>>> RAUL (Raulino) <<<

Reportagem publicada originalmente no Jornal Correio do Planalto, em 11/02/1978.

Grande artilheiro, e presença indispensável em qualquer equipe anapolina da década de quarenta, Raul modestamente se define como "o maior marcador de gols que já apareceu por estas bandas". Com pouco mais de 60 anos de idade, é um dos poucos remanescentes do famoso "Pantera Goiano". Sem possuir o chamado chute forte, Raul foi da espécie de artilheiro que sempre procurava colocar a bola, deslocando os goleiros. Deixava sua marca em quase todas as partidas de que participava.

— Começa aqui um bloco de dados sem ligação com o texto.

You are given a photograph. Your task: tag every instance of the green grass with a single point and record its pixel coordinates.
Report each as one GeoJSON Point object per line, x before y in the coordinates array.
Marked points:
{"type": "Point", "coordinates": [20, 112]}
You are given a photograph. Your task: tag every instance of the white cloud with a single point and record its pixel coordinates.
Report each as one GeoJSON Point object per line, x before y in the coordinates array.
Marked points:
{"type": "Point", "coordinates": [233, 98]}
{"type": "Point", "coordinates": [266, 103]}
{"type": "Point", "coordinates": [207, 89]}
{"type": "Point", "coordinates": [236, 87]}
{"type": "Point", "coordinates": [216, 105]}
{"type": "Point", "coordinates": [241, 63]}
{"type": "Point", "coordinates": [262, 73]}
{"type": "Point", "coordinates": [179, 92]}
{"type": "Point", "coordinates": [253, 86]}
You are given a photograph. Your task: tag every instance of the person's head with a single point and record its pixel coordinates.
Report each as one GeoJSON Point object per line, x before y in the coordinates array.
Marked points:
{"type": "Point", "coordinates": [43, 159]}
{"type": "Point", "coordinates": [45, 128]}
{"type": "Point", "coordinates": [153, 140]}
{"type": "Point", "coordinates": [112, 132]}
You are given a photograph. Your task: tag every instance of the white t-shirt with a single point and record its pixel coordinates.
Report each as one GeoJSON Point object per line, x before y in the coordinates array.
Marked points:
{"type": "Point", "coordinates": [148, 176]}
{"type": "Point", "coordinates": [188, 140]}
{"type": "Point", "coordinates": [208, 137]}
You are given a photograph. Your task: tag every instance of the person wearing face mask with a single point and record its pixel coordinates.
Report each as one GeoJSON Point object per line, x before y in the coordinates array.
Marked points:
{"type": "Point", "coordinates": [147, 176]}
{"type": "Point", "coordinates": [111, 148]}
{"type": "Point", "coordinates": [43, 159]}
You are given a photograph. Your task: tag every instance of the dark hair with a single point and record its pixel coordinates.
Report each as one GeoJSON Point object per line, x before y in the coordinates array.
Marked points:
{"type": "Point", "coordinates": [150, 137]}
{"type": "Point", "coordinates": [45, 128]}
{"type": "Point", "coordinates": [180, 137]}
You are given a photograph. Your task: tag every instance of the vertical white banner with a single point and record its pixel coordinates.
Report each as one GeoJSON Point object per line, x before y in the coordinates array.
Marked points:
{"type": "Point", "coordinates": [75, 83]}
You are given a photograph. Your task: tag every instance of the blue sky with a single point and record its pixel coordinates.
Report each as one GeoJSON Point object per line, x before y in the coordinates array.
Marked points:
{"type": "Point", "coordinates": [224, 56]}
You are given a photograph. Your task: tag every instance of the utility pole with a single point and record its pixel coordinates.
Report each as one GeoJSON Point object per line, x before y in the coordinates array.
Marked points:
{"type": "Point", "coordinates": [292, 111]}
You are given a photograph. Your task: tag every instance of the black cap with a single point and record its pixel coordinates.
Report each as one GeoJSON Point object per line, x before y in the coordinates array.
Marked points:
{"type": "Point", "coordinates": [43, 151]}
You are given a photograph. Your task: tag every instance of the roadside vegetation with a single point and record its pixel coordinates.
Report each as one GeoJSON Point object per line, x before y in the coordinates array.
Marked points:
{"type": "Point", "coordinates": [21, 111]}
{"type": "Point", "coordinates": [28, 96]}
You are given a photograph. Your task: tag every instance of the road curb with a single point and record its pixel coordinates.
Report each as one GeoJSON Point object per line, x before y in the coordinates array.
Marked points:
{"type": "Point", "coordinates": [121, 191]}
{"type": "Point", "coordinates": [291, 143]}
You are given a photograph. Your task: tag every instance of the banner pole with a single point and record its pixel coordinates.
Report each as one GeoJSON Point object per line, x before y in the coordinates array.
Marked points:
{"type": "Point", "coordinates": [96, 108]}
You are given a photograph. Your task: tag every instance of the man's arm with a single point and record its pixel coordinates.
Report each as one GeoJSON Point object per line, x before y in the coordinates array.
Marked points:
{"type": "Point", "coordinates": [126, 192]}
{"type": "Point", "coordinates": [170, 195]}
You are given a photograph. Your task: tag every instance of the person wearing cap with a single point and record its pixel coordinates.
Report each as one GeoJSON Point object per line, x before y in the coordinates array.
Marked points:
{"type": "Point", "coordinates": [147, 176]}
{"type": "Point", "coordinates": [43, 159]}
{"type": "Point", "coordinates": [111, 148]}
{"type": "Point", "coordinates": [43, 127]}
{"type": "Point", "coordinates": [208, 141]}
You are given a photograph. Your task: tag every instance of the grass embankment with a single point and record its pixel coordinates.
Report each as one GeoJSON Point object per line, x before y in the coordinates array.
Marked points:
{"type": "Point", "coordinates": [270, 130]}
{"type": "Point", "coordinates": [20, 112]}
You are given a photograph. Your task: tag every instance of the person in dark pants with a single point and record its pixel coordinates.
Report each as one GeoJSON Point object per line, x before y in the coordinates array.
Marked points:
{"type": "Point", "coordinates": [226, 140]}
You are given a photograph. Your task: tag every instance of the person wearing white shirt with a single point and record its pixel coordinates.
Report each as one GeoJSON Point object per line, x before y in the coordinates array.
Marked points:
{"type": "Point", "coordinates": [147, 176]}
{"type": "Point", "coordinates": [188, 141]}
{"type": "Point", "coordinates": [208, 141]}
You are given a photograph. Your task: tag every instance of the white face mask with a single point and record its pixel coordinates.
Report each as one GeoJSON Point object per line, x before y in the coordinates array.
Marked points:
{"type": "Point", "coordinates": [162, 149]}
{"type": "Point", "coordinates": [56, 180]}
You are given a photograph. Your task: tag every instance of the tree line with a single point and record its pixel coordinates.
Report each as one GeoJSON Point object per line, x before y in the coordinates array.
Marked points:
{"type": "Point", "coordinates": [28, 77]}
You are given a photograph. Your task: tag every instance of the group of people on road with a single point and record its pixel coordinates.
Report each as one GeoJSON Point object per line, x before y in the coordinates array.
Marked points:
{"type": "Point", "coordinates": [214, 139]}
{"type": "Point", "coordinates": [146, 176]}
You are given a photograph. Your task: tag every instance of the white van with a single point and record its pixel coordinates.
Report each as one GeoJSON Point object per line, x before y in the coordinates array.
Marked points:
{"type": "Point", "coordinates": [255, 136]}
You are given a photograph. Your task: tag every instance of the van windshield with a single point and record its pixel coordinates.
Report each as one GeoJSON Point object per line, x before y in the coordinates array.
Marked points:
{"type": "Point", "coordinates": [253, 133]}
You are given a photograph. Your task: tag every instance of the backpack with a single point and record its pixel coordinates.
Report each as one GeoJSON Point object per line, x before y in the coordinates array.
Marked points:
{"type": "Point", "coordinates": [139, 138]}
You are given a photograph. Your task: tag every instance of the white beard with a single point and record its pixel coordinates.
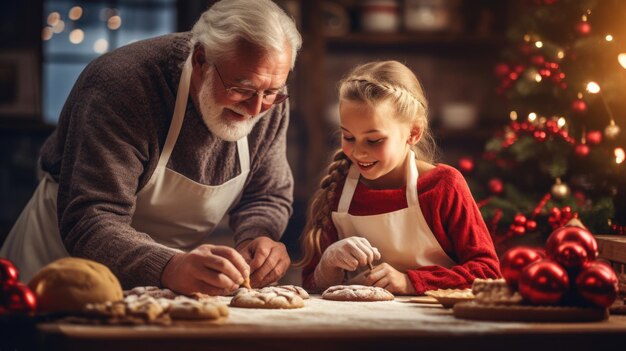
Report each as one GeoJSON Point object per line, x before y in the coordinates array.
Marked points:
{"type": "Point", "coordinates": [222, 127]}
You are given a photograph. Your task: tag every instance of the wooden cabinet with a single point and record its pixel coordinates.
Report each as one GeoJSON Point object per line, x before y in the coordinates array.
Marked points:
{"type": "Point", "coordinates": [454, 64]}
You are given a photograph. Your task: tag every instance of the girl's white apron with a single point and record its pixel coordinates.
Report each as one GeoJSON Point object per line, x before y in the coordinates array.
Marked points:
{"type": "Point", "coordinates": [403, 237]}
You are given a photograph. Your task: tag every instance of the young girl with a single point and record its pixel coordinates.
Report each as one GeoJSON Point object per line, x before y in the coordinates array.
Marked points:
{"type": "Point", "coordinates": [385, 214]}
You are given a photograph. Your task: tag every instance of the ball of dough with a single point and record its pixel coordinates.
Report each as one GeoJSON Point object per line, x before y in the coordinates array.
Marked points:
{"type": "Point", "coordinates": [68, 284]}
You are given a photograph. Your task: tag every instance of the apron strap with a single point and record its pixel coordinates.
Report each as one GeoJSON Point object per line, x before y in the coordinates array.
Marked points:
{"type": "Point", "coordinates": [244, 154]}
{"type": "Point", "coordinates": [348, 189]}
{"type": "Point", "coordinates": [411, 181]}
{"type": "Point", "coordinates": [179, 113]}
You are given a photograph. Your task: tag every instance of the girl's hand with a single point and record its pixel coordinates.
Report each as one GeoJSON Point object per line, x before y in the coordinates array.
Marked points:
{"type": "Point", "coordinates": [350, 253]}
{"type": "Point", "coordinates": [389, 278]}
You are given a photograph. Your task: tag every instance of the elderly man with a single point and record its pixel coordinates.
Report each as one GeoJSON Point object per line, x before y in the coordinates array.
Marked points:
{"type": "Point", "coordinates": [137, 175]}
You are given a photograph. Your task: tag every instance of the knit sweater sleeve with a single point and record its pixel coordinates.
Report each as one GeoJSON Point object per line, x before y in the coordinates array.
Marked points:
{"type": "Point", "coordinates": [108, 134]}
{"type": "Point", "coordinates": [265, 205]}
{"type": "Point", "coordinates": [456, 222]}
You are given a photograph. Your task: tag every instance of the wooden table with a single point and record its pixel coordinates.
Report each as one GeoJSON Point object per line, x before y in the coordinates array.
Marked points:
{"type": "Point", "coordinates": [327, 325]}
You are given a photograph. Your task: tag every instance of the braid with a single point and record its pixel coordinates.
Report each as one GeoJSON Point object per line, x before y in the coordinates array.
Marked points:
{"type": "Point", "coordinates": [319, 213]}
{"type": "Point", "coordinates": [396, 90]}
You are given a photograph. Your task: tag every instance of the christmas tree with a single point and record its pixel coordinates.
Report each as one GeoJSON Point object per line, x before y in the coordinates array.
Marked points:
{"type": "Point", "coordinates": [561, 154]}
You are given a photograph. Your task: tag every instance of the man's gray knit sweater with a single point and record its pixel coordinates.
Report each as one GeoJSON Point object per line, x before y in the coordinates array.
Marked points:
{"type": "Point", "coordinates": [107, 145]}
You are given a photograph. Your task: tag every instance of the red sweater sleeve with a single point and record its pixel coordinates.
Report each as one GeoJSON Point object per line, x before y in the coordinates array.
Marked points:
{"type": "Point", "coordinates": [451, 214]}
{"type": "Point", "coordinates": [456, 222]}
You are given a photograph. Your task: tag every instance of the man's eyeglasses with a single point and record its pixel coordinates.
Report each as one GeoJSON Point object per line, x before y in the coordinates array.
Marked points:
{"type": "Point", "coordinates": [241, 94]}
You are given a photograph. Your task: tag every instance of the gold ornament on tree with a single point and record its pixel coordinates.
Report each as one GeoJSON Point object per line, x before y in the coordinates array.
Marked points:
{"type": "Point", "coordinates": [560, 190]}
{"type": "Point", "coordinates": [612, 130]}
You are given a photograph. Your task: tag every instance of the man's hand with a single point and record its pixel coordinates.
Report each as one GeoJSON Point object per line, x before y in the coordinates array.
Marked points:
{"type": "Point", "coordinates": [389, 278]}
{"type": "Point", "coordinates": [210, 269]}
{"type": "Point", "coordinates": [268, 260]}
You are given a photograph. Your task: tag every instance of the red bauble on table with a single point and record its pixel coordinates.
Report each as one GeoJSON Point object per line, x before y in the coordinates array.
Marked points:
{"type": "Point", "coordinates": [581, 150]}
{"type": "Point", "coordinates": [8, 272]}
{"type": "Point", "coordinates": [572, 234]}
{"type": "Point", "coordinates": [597, 283]}
{"type": "Point", "coordinates": [583, 28]}
{"type": "Point", "coordinates": [579, 106]}
{"type": "Point", "coordinates": [495, 186]}
{"type": "Point", "coordinates": [18, 298]}
{"type": "Point", "coordinates": [543, 283]}
{"type": "Point", "coordinates": [594, 137]}
{"type": "Point", "coordinates": [515, 260]}
{"type": "Point", "coordinates": [466, 165]}
{"type": "Point", "coordinates": [571, 255]}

A carreira de Raul foi quase toda no Anápolis Sport. Quando este mudou o nome para Associação Atlética Anapolina, jogou ainda uns dois anos, fazendo uma dupla famosa com Trator. Guarda bem na memória, os fatos que envolveram sua entrada para o Anápolis Sport. "O Anápolis Sport vinha tentando um centro-avante, havia já algum tempo. Trouxe o  Tíntias, o Seu Chico, o Walter Rosa, todos craques, mas nenhum dava certo no meio do ataque, e acabavam sendo deslocados para outra posição. Bem, teve um jogo aí, contra o Goiânia Esporte. Resolveram me colocar de centro-avante. Mal saiu a bola, Seu Chico dominou no meio de campo e me lançou na corrida, na área adversária. Correndo, sem dominar a bola, dei um chapéu no Dodô, outro no goleiro Max, que havia saído do gol, e entrei com bola e tudo! A partir daí, o futebol de Anápolis descobriu um grande centro-avante".

Jogando sempre como amador, sem jamais ter ganho alguma coisa como jogador de futebol, Raul lembra com saudade de um craque, que à época era semi-profissional. O centro-médio Thomaz, a seu ver, o melhor jogador aparecido em Goiás, destes artistas que participam de todas as jogadas no campo.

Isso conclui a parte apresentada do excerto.